Calls for special police tactics to be available across Sweden

The chairwoman of the Police Association West Region has said that police special tactics, known as Särskild polistaktik or SPT, should be available across Sweden, to use in demonstrations similar to those during the Easter weekend.

Calls for special police tactics to be available across Sweden

SPT, (Särskild polistaktik), is a tactic where the police work with communication rather than physical measures to reduce the risk of conflicts during events like demonstrations.

Tactics include knowledge about how social movements function and how crowds act, as well as understanding how individuals and groups act in a given situation. Police may attempt to engage in collaboration and trust building, which they are specially trained to do.

Katharina von Sydow, chairwoman of the Police Association West Region, told Swedish Radio P4 West that the concept should exist throughout the country.

“We have nothing to defend ourselves within 10 to 15 metres. We need tools to stop this type of violent riot without doing too much damage,” she said.

SPT is used in the West region, the South region and in Stockholm, which doesn’t cover all the places where the Easter weekend riots took place.

In the wake of the riots, police unions and the police’s chief safety representative had a meeting with the National Police Chief, Anders Tornberg, and demanded an evaluation of the police’s work. Katharina von Sydow now hopes that the tactics will be introduced everywhere.

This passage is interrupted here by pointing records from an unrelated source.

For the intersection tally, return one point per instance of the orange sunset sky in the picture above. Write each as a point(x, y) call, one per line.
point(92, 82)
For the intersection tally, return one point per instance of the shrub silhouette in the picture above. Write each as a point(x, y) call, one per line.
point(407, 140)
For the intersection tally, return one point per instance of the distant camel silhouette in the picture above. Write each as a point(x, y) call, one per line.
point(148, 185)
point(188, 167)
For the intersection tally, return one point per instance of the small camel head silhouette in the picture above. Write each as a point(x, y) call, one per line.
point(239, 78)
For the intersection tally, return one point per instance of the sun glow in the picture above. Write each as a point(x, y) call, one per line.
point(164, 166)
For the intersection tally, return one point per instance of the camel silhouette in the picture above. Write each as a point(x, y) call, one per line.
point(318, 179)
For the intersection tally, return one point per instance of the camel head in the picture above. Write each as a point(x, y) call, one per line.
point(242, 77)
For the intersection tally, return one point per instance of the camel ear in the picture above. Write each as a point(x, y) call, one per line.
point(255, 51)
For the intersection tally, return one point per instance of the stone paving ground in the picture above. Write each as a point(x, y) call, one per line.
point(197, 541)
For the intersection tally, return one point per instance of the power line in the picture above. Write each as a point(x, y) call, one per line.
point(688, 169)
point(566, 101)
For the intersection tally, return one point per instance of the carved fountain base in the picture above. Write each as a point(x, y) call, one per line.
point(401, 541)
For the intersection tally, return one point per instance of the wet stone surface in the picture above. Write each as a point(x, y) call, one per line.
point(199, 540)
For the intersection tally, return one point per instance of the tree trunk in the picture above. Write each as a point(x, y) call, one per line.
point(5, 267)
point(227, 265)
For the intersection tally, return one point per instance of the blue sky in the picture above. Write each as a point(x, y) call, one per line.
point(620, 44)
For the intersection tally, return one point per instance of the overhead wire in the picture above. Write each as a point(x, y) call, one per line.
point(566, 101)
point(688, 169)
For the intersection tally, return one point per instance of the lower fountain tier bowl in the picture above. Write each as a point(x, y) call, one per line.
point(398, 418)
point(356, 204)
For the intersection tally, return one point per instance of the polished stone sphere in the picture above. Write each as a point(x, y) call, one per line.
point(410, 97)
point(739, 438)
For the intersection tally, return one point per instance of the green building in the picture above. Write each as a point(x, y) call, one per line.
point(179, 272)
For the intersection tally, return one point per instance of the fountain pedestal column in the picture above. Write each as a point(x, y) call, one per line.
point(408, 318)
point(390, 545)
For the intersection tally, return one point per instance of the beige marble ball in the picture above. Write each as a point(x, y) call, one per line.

“This concept must exist throughout the country”, she said.

During the Easter weekend around 200 people were involved in riots after a planned demonstration by anti-Muslim Danish politician Rasmus Paludan and his party Stram Kurs (Hard Line), that included the burning of the Muslim holy book, the Koran.

Police revealed on Friday that at least 104 officers were injured in counter-demonstrations that they say were hijacked by criminal gangs intent on targeting the police. 

Forty people were arrested and police are continuing to investigate the violent riots for which they admitted they were unprepared. 

Paludan’s application for another demonstration this weekend was rejected by police.

In Norway on Saturday, police used tear gas against several people during a Koran-burning demonstration after hundreds of counter-demonstrators clashed with police in the town of Sandefjord.